Liminal Reflections, is a cut circle of glass. I engraved and etched the surface to create a pattern of trees, with a light directly shone on the surface creates a shadow as the work has been tilted against the wall. It is through and beyond. The shadow cast forms an oval, it plays tricks with the eyes. I am thinking of the way tree branches appear reflections in puddles and glass in the city. The puddle of water, the sky, the pavement and the tree all form one surface. This glimpse of another viewpoint can catch your eye and make you think of somewhere else, if only for a second. This plays in my imagination of what is behind or beneath the surface reflections.
Tracing the Memory, the leaf from a Rubber Tree, that was grown by my grandfather in India, and was picked by my aunt thirty years ago. It made its way to me via Australia. This drawing has been a journey and is about memory and landscape and imagination of what was. Its also about belonging and family and personal journeys. The scratched, scorched surface holds this memory.
Shadow Lines are a series of experiments with what is there and not there. The physicality of a leaf has a shadow. The outline of the shadow was drawn. These lines were drawn, and redrawn, over and over to become abstract forms. The burnt line creates a permanence which can’t be erased and sits softly as a shadow under layers of white paint.
Solid Objects, these shards of glass form the shapes of leaves, engraved and scratched on both sides the glass gains a weight and a presence. I have laid them as little collections is the fireplace. The deep, heavy black historical feature in the room supports the brittle, white, ice-like objects.
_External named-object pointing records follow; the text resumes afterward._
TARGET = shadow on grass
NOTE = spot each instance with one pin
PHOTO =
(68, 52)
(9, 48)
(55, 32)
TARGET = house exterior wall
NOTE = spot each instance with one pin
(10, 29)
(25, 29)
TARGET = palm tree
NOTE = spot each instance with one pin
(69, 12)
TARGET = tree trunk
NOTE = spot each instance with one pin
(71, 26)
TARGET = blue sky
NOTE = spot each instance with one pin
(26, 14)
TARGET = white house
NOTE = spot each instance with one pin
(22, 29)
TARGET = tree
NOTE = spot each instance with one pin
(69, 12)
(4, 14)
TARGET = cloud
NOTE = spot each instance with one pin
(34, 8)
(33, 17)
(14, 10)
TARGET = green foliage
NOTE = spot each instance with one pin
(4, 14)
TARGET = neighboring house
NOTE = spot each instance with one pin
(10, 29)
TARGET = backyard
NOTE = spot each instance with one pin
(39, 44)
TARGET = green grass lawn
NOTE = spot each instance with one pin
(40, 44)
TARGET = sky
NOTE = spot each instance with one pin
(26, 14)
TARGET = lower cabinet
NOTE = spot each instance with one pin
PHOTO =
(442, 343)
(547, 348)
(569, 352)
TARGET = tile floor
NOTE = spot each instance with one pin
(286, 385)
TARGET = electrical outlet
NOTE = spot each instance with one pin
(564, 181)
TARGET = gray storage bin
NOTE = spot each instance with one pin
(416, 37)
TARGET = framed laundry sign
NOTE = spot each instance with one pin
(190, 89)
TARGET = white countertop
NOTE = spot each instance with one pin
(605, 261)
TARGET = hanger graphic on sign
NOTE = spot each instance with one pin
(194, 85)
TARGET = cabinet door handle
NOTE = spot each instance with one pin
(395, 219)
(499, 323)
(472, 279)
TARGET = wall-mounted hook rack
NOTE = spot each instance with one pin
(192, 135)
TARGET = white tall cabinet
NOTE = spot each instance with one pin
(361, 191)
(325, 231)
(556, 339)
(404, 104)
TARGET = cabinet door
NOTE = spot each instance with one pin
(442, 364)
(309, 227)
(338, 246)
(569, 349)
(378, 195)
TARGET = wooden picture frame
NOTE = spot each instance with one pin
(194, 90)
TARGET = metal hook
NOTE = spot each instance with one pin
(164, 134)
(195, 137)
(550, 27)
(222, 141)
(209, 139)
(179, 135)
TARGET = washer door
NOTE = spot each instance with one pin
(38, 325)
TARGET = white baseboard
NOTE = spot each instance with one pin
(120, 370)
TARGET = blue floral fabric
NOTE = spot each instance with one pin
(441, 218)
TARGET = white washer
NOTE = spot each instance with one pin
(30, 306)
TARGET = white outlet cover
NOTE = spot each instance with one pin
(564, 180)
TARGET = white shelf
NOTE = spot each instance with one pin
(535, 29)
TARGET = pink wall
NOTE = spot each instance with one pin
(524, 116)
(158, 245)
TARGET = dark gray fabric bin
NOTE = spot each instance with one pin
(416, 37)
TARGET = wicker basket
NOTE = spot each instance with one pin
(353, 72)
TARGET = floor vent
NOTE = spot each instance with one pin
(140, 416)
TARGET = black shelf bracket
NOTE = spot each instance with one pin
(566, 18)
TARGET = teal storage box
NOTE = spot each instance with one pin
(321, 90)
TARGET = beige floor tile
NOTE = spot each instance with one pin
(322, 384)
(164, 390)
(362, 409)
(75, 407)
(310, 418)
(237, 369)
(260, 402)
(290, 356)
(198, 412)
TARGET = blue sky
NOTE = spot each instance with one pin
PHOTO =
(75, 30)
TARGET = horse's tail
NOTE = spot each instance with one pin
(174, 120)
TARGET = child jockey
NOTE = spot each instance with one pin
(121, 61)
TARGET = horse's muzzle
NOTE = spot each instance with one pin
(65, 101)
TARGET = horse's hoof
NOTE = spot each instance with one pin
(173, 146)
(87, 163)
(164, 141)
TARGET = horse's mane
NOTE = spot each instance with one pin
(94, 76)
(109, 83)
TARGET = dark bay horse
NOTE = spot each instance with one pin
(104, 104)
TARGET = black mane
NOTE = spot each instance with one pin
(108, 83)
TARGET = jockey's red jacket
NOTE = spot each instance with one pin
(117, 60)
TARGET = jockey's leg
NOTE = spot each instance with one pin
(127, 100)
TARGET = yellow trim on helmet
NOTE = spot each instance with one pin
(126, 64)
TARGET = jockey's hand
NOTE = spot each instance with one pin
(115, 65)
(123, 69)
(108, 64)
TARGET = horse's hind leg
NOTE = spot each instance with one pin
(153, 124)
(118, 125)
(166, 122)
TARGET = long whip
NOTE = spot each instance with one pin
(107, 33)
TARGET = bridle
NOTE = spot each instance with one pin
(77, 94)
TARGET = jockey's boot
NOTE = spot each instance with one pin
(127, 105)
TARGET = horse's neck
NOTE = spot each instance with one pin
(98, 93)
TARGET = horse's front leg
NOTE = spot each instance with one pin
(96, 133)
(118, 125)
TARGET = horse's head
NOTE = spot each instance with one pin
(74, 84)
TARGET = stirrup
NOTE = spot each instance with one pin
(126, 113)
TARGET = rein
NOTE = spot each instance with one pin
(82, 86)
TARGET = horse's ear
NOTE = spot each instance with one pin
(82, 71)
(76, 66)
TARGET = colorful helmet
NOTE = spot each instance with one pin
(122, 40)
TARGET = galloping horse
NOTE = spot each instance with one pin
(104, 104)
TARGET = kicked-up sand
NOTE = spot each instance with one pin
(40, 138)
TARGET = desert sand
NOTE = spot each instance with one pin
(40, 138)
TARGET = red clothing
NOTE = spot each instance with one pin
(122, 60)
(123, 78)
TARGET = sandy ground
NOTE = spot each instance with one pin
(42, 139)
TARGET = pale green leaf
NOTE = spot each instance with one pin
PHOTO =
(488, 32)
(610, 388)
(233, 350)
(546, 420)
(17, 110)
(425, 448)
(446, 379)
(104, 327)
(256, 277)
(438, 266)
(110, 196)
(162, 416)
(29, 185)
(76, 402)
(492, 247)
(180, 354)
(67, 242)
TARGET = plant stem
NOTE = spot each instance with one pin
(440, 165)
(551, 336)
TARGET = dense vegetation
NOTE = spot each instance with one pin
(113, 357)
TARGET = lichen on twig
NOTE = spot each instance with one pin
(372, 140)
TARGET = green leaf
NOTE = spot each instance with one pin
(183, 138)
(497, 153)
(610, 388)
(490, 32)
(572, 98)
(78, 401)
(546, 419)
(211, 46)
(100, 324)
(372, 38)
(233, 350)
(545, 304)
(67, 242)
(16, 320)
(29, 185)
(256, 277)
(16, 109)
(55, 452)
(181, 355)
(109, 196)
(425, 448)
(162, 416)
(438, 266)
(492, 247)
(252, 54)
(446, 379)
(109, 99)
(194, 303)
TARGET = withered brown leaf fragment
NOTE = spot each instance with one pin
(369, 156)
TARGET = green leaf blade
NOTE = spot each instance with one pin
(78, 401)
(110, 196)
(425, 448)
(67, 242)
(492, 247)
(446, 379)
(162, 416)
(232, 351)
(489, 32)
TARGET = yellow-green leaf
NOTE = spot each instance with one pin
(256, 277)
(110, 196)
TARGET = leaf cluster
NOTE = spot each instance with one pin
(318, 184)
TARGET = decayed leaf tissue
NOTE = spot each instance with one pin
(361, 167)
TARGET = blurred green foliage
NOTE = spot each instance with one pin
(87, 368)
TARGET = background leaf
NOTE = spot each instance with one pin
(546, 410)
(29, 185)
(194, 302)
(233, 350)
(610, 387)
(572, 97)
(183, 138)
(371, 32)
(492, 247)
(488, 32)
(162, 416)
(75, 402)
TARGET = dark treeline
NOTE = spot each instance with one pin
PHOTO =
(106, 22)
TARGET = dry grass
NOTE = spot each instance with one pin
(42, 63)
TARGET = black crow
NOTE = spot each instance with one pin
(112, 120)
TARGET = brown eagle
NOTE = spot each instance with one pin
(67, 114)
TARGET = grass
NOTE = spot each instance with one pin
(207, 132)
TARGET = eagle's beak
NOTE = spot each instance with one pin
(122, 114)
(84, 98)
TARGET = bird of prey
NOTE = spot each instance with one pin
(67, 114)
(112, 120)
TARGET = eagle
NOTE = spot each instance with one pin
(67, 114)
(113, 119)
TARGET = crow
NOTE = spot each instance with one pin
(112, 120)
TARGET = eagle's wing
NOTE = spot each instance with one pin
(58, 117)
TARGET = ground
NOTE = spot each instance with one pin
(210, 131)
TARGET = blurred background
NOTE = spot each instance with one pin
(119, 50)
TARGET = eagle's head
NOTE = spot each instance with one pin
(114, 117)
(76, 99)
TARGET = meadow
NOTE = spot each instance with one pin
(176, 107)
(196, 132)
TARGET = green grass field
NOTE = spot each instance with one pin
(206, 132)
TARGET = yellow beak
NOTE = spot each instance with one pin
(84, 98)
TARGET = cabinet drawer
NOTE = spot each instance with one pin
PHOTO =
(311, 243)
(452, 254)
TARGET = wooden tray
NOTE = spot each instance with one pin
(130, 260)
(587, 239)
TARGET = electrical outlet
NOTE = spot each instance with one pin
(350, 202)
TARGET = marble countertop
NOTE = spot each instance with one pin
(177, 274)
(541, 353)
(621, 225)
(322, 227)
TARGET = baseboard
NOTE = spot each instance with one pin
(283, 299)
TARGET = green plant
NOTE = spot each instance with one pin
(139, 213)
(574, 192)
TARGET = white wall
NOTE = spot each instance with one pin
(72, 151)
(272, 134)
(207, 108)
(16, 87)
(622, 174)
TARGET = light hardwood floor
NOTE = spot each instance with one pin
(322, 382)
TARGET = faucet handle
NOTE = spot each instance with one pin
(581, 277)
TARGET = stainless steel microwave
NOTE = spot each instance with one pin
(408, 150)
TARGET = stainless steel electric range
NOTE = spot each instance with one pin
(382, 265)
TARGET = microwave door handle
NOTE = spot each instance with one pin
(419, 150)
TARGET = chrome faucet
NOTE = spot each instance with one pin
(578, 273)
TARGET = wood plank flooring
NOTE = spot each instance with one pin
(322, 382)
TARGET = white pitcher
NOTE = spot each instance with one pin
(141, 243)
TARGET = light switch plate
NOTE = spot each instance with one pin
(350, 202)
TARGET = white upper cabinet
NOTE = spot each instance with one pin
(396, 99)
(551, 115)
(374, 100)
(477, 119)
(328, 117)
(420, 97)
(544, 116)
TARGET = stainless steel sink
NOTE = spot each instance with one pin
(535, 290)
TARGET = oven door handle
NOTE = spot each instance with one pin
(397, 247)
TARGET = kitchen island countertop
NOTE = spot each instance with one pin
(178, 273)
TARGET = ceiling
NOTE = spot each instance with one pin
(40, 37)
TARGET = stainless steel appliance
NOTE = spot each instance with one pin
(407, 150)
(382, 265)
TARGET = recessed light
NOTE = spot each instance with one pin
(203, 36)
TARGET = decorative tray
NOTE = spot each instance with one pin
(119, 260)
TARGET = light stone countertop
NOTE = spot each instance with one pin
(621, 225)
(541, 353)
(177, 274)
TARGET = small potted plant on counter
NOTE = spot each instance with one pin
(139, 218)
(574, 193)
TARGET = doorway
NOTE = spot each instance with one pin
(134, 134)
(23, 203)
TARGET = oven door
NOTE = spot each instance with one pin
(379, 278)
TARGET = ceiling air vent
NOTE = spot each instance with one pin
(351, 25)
The Book of Leaves, a collaborative project that evolved over a number of months. I asked people to find and send me a leaf and tell me of where it was found. I have drawn each leaf to scale in as much detail as I could, these leaves along with a short sentence of where and how they were found have been bound together using 'Japanese Stab binding' to make the book. I want this book to be about contemplating a singular moment in time and memory. It is also a book about landscape and place and personal stories. This is an open ended project that is continuously evolving.
The little gallery has its own charms, the age and quirkiness of the space allows for contemplation and supported our work and the themes of the exhibition well. The Christmas Steps are a pedestrian lane within the centre of Bristol. Seemingly untouched by modernity, they in themselves operate in the space between.